A method which has been used to increase the capacity of cellular communication systems depends upon the concept of hierarchical cells wherein a macro-cell layer is underlayed by a layer of typically smaller cells having coverage areas within the coverage area of the macro-cell. In this way, the smaller cells, known as micro-cells, pico-cells, or femto-cells (hereinafter collectively referred to as femto-cells) are located within the same coverage area as larger overlaying macro cells. The femto-cells have much smaller coverage thereby allowing a much closer reuse of resources. Frequently, the macro-cells are used to provide coverage over a large area, and the smaller underlay cells are used to provide additional capacity in densely populated areas and hotspots, for example. Furthermore, femto-cells can also be used to provide coverage in specific locations such as within a residential home or office. In order to efficiently exploit the additional resources, it is important that any interference between cells is minimized.
Currently 3rd generation cellular communication systems based on code-division multiple access (“CDMA”) technology, such as the Universal Mobile Telecommunication System (“UMTS”) or 4G Long Term Evolution (“LTE”), are being deployed with a trend towards introducing a large number of femto-cells. For example, it is envisaged that a Home-evolved NodeB (“HeNB”) may be deployed having a target coverage area of only a single residential dwelling. A widespread introduction of such a system could result in a very large number of small underlay cells within a single macro-cell.
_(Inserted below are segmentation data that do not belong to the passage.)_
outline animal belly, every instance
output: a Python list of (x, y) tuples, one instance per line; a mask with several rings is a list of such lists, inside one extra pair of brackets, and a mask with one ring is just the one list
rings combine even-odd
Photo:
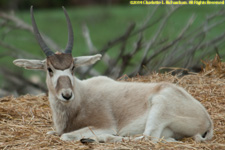
[(143, 134), (146, 126), (147, 114), (148, 113), (145, 113), (139, 118), (129, 122), (126, 126), (124, 126), (121, 130), (118, 131), (118, 135), (131, 136)]

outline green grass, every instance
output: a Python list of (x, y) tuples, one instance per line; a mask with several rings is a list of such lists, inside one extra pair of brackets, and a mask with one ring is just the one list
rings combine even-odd
[[(85, 44), (85, 40), (82, 36), (82, 23), (86, 23), (92, 42), (97, 49), (101, 49), (106, 42), (112, 40), (126, 31), (126, 28), (131, 22), (136, 22), (136, 27), (139, 27), (144, 22), (146, 16), (152, 12), (155, 6), (111, 6), (111, 7), (67, 7), (67, 11), (71, 18), (75, 40), (73, 55), (87, 55), (88, 47)], [(201, 24), (205, 17), (213, 12), (219, 10), (221, 5), (187, 5), (180, 8), (174, 13), (168, 20), (166, 27), (164, 28), (160, 39), (169, 38), (174, 39), (182, 30), (183, 26), (187, 23), (187, 20), (192, 14), (196, 15), (195, 22), (191, 29), (196, 28)], [(168, 6), (159, 6), (156, 15), (160, 15), (168, 12)], [(15, 13), (18, 17), (23, 19), (25, 22), (31, 24), (29, 10)], [(36, 9), (34, 7), (34, 15), (38, 24), (39, 30), (52, 38), (62, 48), (67, 43), (67, 25), (63, 10), (59, 9)], [(157, 16), (154, 16), (155, 19)], [(221, 17), (222, 18), (222, 17)], [(158, 24), (157, 24), (158, 25)], [(157, 29), (157, 25), (149, 28), (145, 32), (145, 40), (152, 37)], [(0, 29), (0, 35), (5, 28)], [(224, 32), (224, 24), (218, 28), (212, 30), (208, 34), (208, 38), (215, 35), (219, 35)], [(133, 42), (137, 37), (131, 38), (128, 42), (127, 51), (132, 48)], [(35, 55), (43, 56), (34, 36), (28, 32), (20, 30), (12, 30), (4, 38), (4, 42), (10, 43), (14, 47), (18, 47), (25, 51), (29, 51)], [(0, 53), (4, 52), (5, 49), (0, 47)], [(113, 57), (119, 52), (119, 45), (110, 49), (109, 54)], [(141, 53), (139, 53), (141, 56)], [(0, 58), (0, 63), (4, 66), (18, 69), (12, 64), (13, 59), (10, 57)], [(97, 68), (101, 70), (103, 65), (98, 65)], [(30, 71), (24, 71), (24, 74), (31, 74)], [(0, 78), (0, 81), (2, 79)]]

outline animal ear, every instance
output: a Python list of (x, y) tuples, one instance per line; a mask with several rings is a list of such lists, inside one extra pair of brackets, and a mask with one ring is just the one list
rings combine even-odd
[(44, 70), (46, 60), (16, 59), (13, 63), (25, 69)]
[(96, 63), (98, 60), (100, 60), (102, 57), (101, 54), (93, 55), (93, 56), (80, 56), (80, 57), (74, 57), (74, 64), (76, 67), (80, 67), (83, 65), (92, 65)]

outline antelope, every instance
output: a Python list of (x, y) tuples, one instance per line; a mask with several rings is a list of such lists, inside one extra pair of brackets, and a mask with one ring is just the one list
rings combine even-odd
[(74, 69), (94, 64), (101, 55), (72, 56), (73, 29), (64, 7), (68, 43), (64, 52), (54, 53), (39, 33), (32, 6), (30, 11), (34, 35), (46, 59), (17, 59), (13, 63), (46, 71), (55, 126), (55, 131), (47, 134), (58, 134), (63, 141), (96, 142), (120, 142), (131, 137), (153, 142), (193, 137), (201, 142), (213, 137), (213, 122), (205, 107), (175, 84), (115, 81), (106, 76), (79, 80)]

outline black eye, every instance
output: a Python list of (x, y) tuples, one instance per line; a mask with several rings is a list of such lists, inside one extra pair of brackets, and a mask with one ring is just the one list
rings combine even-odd
[(49, 72), (49, 73), (52, 73), (53, 71), (52, 71), (52, 69), (51, 69), (51, 68), (48, 68), (48, 72)]

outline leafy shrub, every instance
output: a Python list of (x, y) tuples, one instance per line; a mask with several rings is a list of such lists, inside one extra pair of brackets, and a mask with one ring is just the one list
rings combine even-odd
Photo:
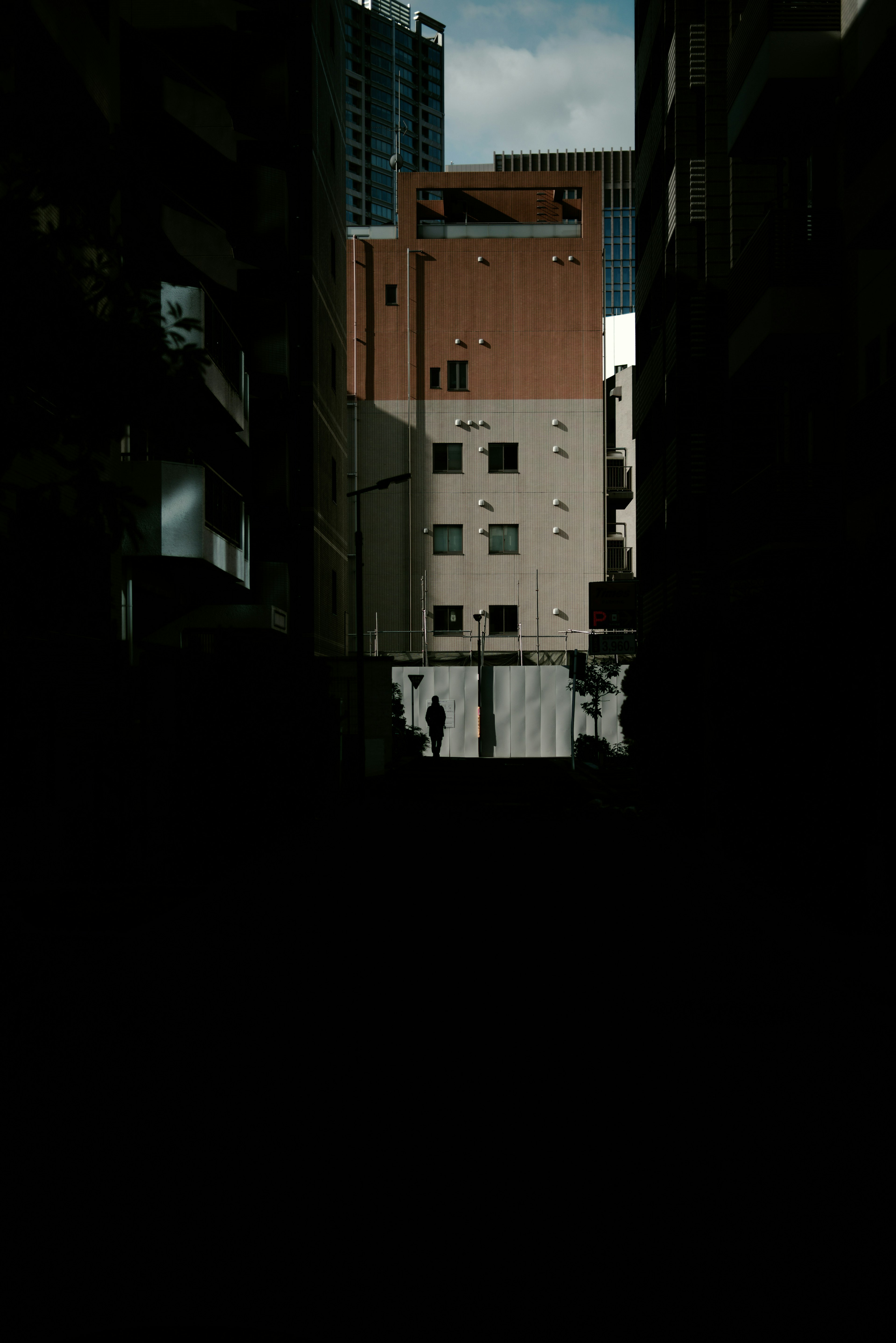
[(588, 737), (584, 733), (580, 733), (575, 739), (576, 764), (595, 764), (598, 768), (602, 768), (613, 760), (627, 757), (629, 748), (622, 743), (614, 747), (604, 737)]
[(402, 689), (396, 681), (392, 681), (392, 759), (419, 760), (429, 740), (426, 732), (420, 732), (419, 728), (408, 728), (404, 719)]

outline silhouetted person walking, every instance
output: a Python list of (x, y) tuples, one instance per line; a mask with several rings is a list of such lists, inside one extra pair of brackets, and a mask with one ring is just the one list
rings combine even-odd
[(438, 694), (433, 696), (433, 704), (426, 710), (426, 723), (430, 729), (430, 741), (433, 743), (433, 755), (438, 756), (442, 751), (442, 737), (445, 736), (445, 709), (439, 704)]

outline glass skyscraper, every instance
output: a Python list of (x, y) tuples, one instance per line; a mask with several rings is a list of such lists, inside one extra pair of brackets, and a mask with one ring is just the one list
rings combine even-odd
[[(345, 0), (345, 222), (395, 223), (395, 125), (404, 172), (442, 172), (442, 34), (398, 0)], [(433, 36), (426, 36), (429, 28)]]

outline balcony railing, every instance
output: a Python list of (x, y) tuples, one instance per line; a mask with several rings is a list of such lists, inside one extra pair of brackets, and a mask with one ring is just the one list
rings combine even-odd
[(206, 352), (234, 391), (243, 395), (243, 351), (214, 301), (204, 294)]
[(607, 541), (607, 572), (631, 572), (631, 547), (625, 541)]
[(631, 467), (625, 462), (607, 462), (607, 490), (631, 493)]
[(736, 330), (770, 286), (830, 281), (837, 232), (830, 211), (770, 210), (731, 270), (728, 330)]
[(242, 547), (243, 497), (211, 466), (206, 466), (206, 526)]

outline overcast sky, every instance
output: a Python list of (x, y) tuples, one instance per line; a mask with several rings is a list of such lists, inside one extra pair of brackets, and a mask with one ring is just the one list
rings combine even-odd
[(426, 3), (445, 24), (446, 163), (634, 148), (634, 0)]

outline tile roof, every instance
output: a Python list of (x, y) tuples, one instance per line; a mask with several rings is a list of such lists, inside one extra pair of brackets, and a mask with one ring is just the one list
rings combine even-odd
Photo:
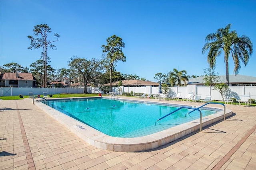
[(61, 85), (62, 85), (62, 86), (68, 86), (68, 84), (65, 84), (63, 82), (51, 82), (49, 84), (58, 84), (60, 83), (60, 84), (61, 84)]
[[(219, 80), (220, 82), (225, 83), (226, 82), (226, 75), (220, 76), (220, 77)], [(204, 82), (203, 80), (204, 77), (204, 76), (201, 76), (195, 78), (190, 78), (188, 84), (204, 84)], [(256, 77), (251, 77), (250, 76), (238, 74), (236, 76), (235, 75), (229, 75), (228, 78), (230, 84), (256, 83)]]
[(3, 74), (2, 78), (4, 80), (34, 80), (34, 78), (31, 73), (6, 72)]
[[(113, 82), (112, 86), (116, 86), (118, 84), (119, 82)], [(140, 80), (122, 80), (122, 86), (159, 86), (159, 83), (150, 81), (143, 81)], [(110, 83), (103, 84), (103, 86), (110, 86)]]

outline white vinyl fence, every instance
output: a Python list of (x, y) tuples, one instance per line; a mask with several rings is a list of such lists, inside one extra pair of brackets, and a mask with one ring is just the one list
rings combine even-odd
[[(158, 94), (158, 87), (152, 87), (146, 86), (145, 87), (120, 87), (122, 92), (133, 92), (133, 94), (146, 93), (147, 94)], [(225, 98), (229, 99), (235, 98), (237, 99), (241, 98), (242, 95), (250, 95), (251, 98), (256, 100), (256, 86), (230, 86), (226, 94)], [(112, 91), (119, 92), (118, 87), (113, 87)], [(18, 96), (22, 94), (28, 96), (29, 92), (32, 92), (34, 95), (42, 94), (43, 92), (46, 92), (48, 94), (54, 94), (62, 93), (82, 93), (83, 88), (11, 88), (4, 87), (1, 89), (1, 96)], [(87, 87), (87, 92), (89, 93), (103, 93), (97, 87)], [(217, 90), (213, 90), (212, 87), (197, 86), (196, 85), (189, 85), (185, 87), (171, 87), (169, 88), (167, 93), (169, 96), (175, 96), (178, 92), (181, 92), (181, 96), (186, 97), (189, 93), (194, 92), (196, 94), (201, 94), (201, 99), (204, 99), (206, 96), (212, 96), (212, 99), (215, 100), (222, 100), (220, 94)]]

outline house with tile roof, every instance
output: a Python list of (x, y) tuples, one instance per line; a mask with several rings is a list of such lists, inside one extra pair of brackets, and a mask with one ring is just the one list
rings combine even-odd
[[(124, 87), (144, 87), (146, 86), (158, 86), (159, 83), (150, 81), (143, 81), (140, 80), (122, 80), (122, 85)], [(119, 82), (115, 82), (112, 83), (112, 86), (116, 86)], [(110, 83), (103, 84), (103, 86), (110, 86)]]
[(56, 81), (55, 82), (51, 82), (49, 83), (49, 84), (52, 87), (54, 87), (55, 86), (55, 84), (61, 84), (61, 86), (62, 87), (68, 87), (68, 84), (67, 84), (64, 83), (64, 82), (59, 82), (58, 81)]
[[(196, 84), (198, 86), (205, 86), (204, 76), (190, 78), (188, 85)], [(238, 74), (229, 75), (229, 86), (256, 86), (256, 77)], [(226, 75), (220, 76), (220, 83), (226, 83)]]
[(31, 73), (0, 72), (0, 87), (35, 87), (36, 78)]

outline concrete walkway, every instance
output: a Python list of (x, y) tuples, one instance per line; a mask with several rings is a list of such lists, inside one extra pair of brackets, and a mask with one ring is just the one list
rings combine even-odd
[(31, 99), (1, 100), (0, 169), (255, 170), (256, 107), (226, 106), (232, 115), (202, 132), (153, 150), (124, 152), (90, 145)]

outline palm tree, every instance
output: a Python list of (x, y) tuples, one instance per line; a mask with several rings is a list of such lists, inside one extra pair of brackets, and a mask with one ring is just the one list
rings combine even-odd
[(186, 75), (187, 71), (184, 70), (178, 71), (176, 68), (173, 69), (173, 71), (169, 72), (169, 81), (170, 84), (173, 86), (177, 82), (178, 86), (181, 86), (181, 82), (184, 82), (184, 86), (187, 84), (187, 81), (188, 81), (188, 78)]
[(234, 72), (236, 75), (241, 68), (242, 61), (246, 66), (252, 54), (252, 43), (245, 35), (238, 37), (236, 31), (230, 30), (231, 24), (225, 28), (221, 28), (216, 33), (208, 34), (205, 38), (207, 42), (202, 50), (204, 54), (209, 50), (207, 61), (211, 68), (215, 68), (216, 58), (224, 52), (224, 61), (226, 64), (226, 77), (228, 85), (228, 58), (230, 54), (234, 60), (235, 67)]

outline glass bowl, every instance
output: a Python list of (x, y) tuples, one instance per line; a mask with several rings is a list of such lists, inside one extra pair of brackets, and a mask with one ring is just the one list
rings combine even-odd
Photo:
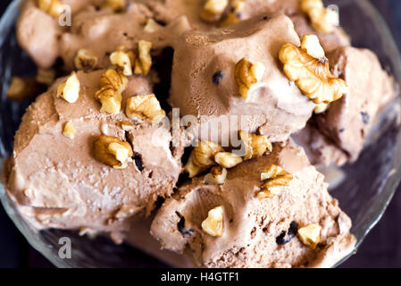
[[(341, 24), (351, 35), (353, 46), (373, 50), (385, 69), (401, 80), (401, 58), (388, 28), (367, 0), (330, 0), (338, 5)], [(0, 169), (13, 150), (13, 135), (30, 102), (7, 100), (5, 91), (13, 75), (34, 75), (35, 65), (18, 46), (15, 22), (19, 15), (18, 1), (13, 1), (0, 21)], [(397, 87), (398, 85), (397, 84)], [(345, 180), (331, 194), (353, 220), (351, 231), (357, 239), (355, 250), (379, 222), (401, 180), (401, 132), (397, 108), (383, 111), (374, 136), (359, 160), (343, 168)], [(104, 237), (90, 240), (76, 231), (49, 230), (37, 231), (27, 224), (15, 210), (0, 184), (0, 198), (8, 215), (27, 240), (58, 267), (168, 267), (166, 264), (128, 245), (114, 245)], [(58, 255), (59, 239), (71, 240), (71, 259)], [(355, 253), (355, 251), (353, 252)], [(352, 254), (350, 254), (352, 255)], [(337, 262), (337, 266), (350, 255)]]

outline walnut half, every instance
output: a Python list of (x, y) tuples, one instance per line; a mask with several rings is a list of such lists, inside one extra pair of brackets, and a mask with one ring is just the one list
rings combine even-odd
[(95, 158), (114, 169), (127, 168), (127, 161), (134, 156), (129, 143), (116, 137), (101, 135), (95, 141)]
[(301, 91), (315, 104), (330, 104), (341, 98), (348, 88), (345, 80), (330, 71), (329, 61), (322, 55), (322, 46), (316, 36), (305, 35), (301, 47), (287, 43), (280, 51), (284, 73), (295, 81)]
[(100, 101), (101, 113), (117, 114), (121, 108), (121, 93), (127, 88), (128, 79), (121, 72), (107, 70), (100, 79), (100, 89), (95, 98)]

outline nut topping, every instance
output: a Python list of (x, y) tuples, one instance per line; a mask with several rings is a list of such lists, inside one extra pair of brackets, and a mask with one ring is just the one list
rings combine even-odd
[(315, 249), (321, 240), (322, 226), (319, 223), (309, 224), (298, 230), (298, 237), (302, 243)]
[(249, 90), (263, 77), (265, 67), (262, 63), (253, 63), (243, 58), (235, 66), (234, 77), (239, 94), (246, 100)]
[(222, 236), (224, 231), (222, 206), (209, 211), (207, 218), (202, 223), (202, 230), (213, 237)]
[(309, 16), (312, 26), (319, 32), (331, 33), (339, 25), (338, 13), (324, 8), (322, 0), (302, 0), (301, 10)]
[(95, 157), (114, 169), (127, 168), (127, 161), (134, 156), (129, 143), (116, 137), (101, 135), (95, 141)]
[(75, 67), (85, 72), (93, 71), (97, 64), (97, 57), (90, 55), (86, 50), (78, 51), (74, 59)]
[(214, 161), (221, 167), (230, 169), (242, 163), (242, 157), (230, 152), (219, 152), (214, 156)]
[(125, 113), (130, 119), (150, 120), (154, 123), (166, 115), (155, 94), (129, 97)]
[(246, 131), (239, 131), (239, 139), (244, 142), (246, 155), (245, 160), (263, 156), (267, 151), (272, 152), (272, 143), (266, 136), (251, 134)]
[(208, 185), (221, 185), (227, 178), (227, 169), (221, 166), (215, 166), (205, 176), (204, 182)]
[(281, 187), (288, 186), (293, 179), (292, 174), (281, 167), (272, 164), (261, 173), (261, 191), (257, 194), (260, 200), (272, 198), (281, 192)]
[(63, 3), (60, 0), (38, 0), (40, 10), (52, 17), (57, 18), (63, 13)]
[(95, 98), (100, 101), (100, 112), (117, 114), (121, 108), (121, 93), (127, 88), (128, 79), (121, 72), (107, 70), (100, 79), (100, 89)]
[[(280, 60), (286, 76), (295, 81), (306, 97), (315, 104), (330, 104), (341, 98), (348, 88), (345, 80), (330, 72), (326, 57), (311, 55), (322, 55), (322, 46), (314, 38), (316, 36), (304, 36), (301, 47), (285, 44), (280, 52)], [(313, 43), (318, 46), (313, 46)]]
[(62, 97), (71, 104), (75, 103), (79, 97), (79, 80), (75, 72), (67, 78), (57, 88), (57, 97)]

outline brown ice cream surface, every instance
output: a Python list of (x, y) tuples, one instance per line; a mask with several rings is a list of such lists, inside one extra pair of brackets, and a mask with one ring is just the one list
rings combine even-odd
[[(299, 38), (285, 15), (260, 15), (227, 29), (184, 34), (174, 47), (169, 103), (180, 107), (181, 115), (195, 116), (199, 129), (212, 126), (196, 134), (202, 140), (211, 139), (209, 132), (216, 138), (219, 122), (230, 122), (230, 129), (221, 128), (223, 139), (245, 130), (258, 130), (272, 142), (286, 140), (305, 127), (315, 106), (278, 63), (280, 49), (288, 42), (298, 46)], [(246, 100), (234, 77), (236, 63), (244, 57), (266, 68)], [(221, 74), (217, 81), (216, 73)], [(192, 126), (196, 132), (196, 127)]]
[[(278, 164), (294, 176), (273, 198), (256, 198), (261, 172)], [(222, 185), (206, 185), (196, 178), (168, 198), (152, 223), (152, 233), (163, 248), (183, 253), (196, 266), (206, 267), (327, 267), (353, 250), (350, 219), (327, 192), (323, 176), (304, 151), (292, 143), (273, 145), (268, 156), (239, 164)], [(224, 232), (213, 238), (201, 223), (212, 208), (222, 206)], [(184, 225), (179, 230), (180, 220)], [(276, 238), (292, 222), (298, 227), (322, 226), (314, 250), (297, 237), (279, 245)], [(181, 223), (182, 224), (182, 223)]]
[[(56, 97), (62, 80), (56, 81), (28, 108), (17, 131), (6, 189), (23, 216), (39, 229), (127, 230), (128, 218), (149, 214), (158, 197), (172, 193), (181, 172), (183, 147), (171, 153), (169, 130), (129, 120), (122, 112), (99, 112), (94, 95), (104, 72), (77, 73), (80, 92), (74, 104)], [(151, 92), (146, 78), (130, 77), (122, 102)], [(124, 131), (122, 120), (134, 130)], [(69, 121), (77, 130), (73, 139), (63, 135)], [(129, 160), (124, 170), (96, 160), (94, 140), (102, 134), (128, 140), (137, 160)]]
[(334, 75), (344, 79), (349, 92), (316, 116), (319, 130), (357, 159), (379, 112), (395, 97), (393, 79), (370, 50), (344, 47), (327, 55)]

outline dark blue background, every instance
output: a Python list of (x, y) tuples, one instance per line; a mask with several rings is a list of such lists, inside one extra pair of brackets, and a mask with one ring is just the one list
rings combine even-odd
[[(371, 1), (384, 15), (401, 49), (401, 1)], [(10, 2), (1, 0), (0, 14)], [(52, 267), (46, 259), (29, 247), (1, 206), (0, 267)], [(347, 261), (342, 267), (401, 267), (401, 188), (357, 255)]]

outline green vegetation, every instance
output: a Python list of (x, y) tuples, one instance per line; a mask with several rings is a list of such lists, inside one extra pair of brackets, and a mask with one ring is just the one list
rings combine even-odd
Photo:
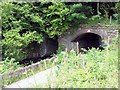
[[(120, 22), (120, 3), (115, 2), (0, 2), (2, 7), (3, 61), (0, 74), (22, 67), (19, 61), (34, 41), (60, 37), (79, 25), (112, 25)], [(111, 20), (110, 20), (111, 17)], [(111, 22), (110, 22), (111, 21)], [(74, 30), (74, 29), (73, 29)], [(0, 42), (0, 43), (1, 43)], [(54, 87), (117, 87), (118, 48), (116, 41), (104, 51), (92, 49), (88, 54), (59, 51), (57, 62), (43, 63), (41, 68), (1, 82), (2, 86), (33, 75), (54, 65), (60, 69)], [(34, 72), (34, 73), (33, 73)], [(46, 87), (52, 87), (49, 83)]]
[(59, 70), (52, 82), (37, 88), (118, 88), (117, 40), (104, 51), (91, 49), (87, 54), (75, 51), (57, 55)]
[[(40, 64), (38, 65), (36, 69), (29, 69), (25, 71), (24, 73), (19, 73), (19, 75), (11, 75), (11, 78), (6, 77), (4, 80), (1, 80), (0, 87), (4, 87), (18, 80), (32, 76), (40, 71), (49, 69), (55, 65), (56, 63), (54, 61), (54, 58), (44, 59), (40, 62)], [(11, 62), (9, 62), (7, 59), (5, 61), (2, 61), (2, 63), (0, 64), (0, 72), (2, 75), (8, 74), (10, 72), (14, 72), (15, 70), (18, 70), (20, 68), (24, 68), (24, 67), (22, 65), (20, 66), (19, 64), (15, 63), (14, 59), (12, 59)]]
[[(1, 2), (3, 60), (21, 61), (26, 49), (46, 37), (56, 38), (69, 28), (116, 25), (119, 4), (114, 2)], [(110, 24), (110, 16), (112, 17)]]

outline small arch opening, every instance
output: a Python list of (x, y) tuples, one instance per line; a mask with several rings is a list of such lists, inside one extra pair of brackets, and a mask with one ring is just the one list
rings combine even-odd
[(91, 48), (99, 48), (100, 50), (104, 49), (101, 46), (101, 36), (95, 33), (83, 33), (72, 40), (72, 42), (78, 42), (79, 52), (82, 52), (82, 48), (86, 50), (89, 50)]

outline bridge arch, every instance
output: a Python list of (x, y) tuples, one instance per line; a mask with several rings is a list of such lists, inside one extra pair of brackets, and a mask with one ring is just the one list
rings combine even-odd
[(84, 48), (86, 50), (91, 48), (100, 48), (102, 45), (102, 37), (96, 33), (86, 32), (78, 35), (76, 38), (74, 38), (71, 42), (78, 42), (79, 43), (79, 51), (81, 51), (81, 48)]

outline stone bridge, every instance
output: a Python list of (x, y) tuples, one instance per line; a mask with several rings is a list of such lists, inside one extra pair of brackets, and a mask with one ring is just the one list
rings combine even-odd
[(49, 57), (55, 53), (61, 45), (64, 45), (68, 51), (71, 49), (81, 51), (81, 48), (89, 49), (92, 47), (103, 49), (103, 46), (106, 46), (111, 42), (113, 37), (117, 36), (118, 29), (113, 26), (83, 26), (78, 29), (71, 29), (58, 39), (46, 38), (41, 44), (33, 42), (26, 50), (28, 54), (27, 57), (22, 61), (25, 62), (28, 61), (28, 59), (37, 60), (38, 58)]
[(58, 39), (58, 42), (59, 46), (64, 45), (67, 50), (74, 49), (77, 51), (77, 48), (79, 48), (80, 51), (81, 48), (88, 49), (88, 47), (102, 48), (111, 43), (112, 38), (117, 36), (118, 29), (115, 26), (84, 26), (65, 33)]

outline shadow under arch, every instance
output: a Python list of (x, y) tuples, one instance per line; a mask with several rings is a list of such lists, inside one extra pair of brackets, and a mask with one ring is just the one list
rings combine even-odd
[(98, 34), (87, 32), (78, 35), (71, 42), (79, 43), (79, 52), (81, 52), (81, 48), (83, 49), (91, 49), (91, 48), (99, 48), (103, 50), (102, 45), (102, 37)]

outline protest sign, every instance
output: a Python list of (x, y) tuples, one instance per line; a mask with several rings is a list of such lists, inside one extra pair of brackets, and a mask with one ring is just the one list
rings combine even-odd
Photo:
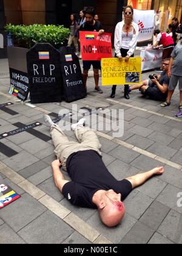
[(120, 62), (118, 58), (102, 59), (102, 85), (136, 85), (141, 83), (141, 59), (125, 58)]
[(83, 60), (101, 60), (102, 58), (112, 58), (112, 34), (98, 32), (79, 32), (81, 55)]
[(155, 11), (134, 10), (133, 21), (139, 26), (138, 41), (150, 40), (153, 38), (155, 28)]
[(19, 70), (10, 68), (10, 76), (9, 93), (21, 101), (25, 101), (30, 90), (28, 74)]
[(78, 57), (70, 47), (60, 49), (64, 98), (70, 102), (87, 96)]
[(61, 101), (59, 52), (49, 43), (35, 44), (27, 54), (32, 104)]

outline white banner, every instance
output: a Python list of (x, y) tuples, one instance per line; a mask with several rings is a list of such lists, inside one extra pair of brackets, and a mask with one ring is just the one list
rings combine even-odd
[(155, 27), (155, 10), (134, 10), (133, 21), (140, 28), (138, 41), (147, 41), (153, 38)]
[(160, 68), (163, 61), (163, 49), (141, 51), (142, 71)]

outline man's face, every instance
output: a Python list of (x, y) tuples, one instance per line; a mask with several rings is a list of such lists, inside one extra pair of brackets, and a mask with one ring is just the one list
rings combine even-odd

Generally, during deployment of a cellular network of macro cells and underlay cells, it would be desirable for the planned layout to be fixed and known. In a centrally controlled database deployment process, well established techniques exist to calculate the optimal pilot power levels for fixed and known layouts. For example, the underlay cells of such systems can receive a neighbor list identifying a number of neighbor cells and the underlay cells' measured pilot signal power levels of these neighbor cells. These levels for each neighbor macro-cell can be measured and reported back to the central database, such as in a radio network controller (“RNC”) or a Mobile Switching Centre (“MSC”). The central database could then use these measurements to determine an appropriate pilot power level for that underlay-cell. However, a problem arises in the ad hoc introduction of underlaying femto-cells, such as residential deployments of femto-cell HeNBs where the deployment process is incremental, unilateral, and changeable.
In particular, without coordination between the RNC of the macro layer and the HeNB layer, and considering a much smaller dynamic range of power control at the HeNB, there are cases where the macro layer can suffer interference from the control pilot channel power of the HeNB in close proximity thereto and vice versa. Different from macro eNBs, femto-cell HeNBs typically only support a small number of pre-registered user equipment (UE). To reduce interference towards the macro layer, it is desirable that HeNBs employ minimum necessary power so as to cover all pre-registered UEs that are within the residential area. Although this minimum power level can be determined easily for connected-mode UEs according to the dedicated signalling between the HeNB and the connected-mode UEs, it is difficult to obtain the minimum power level to ensure coverage for idle-mode UEs as no dedicated signalling exists between the HeNB and the idle-mode UEs. Additionally, an ad hoc cellular system that consists of femto-cells of HeNBs and macro-layer mobile user equipment is by definition changeable. No settings, regardless of how optimal, are stable for long, and they will change over time.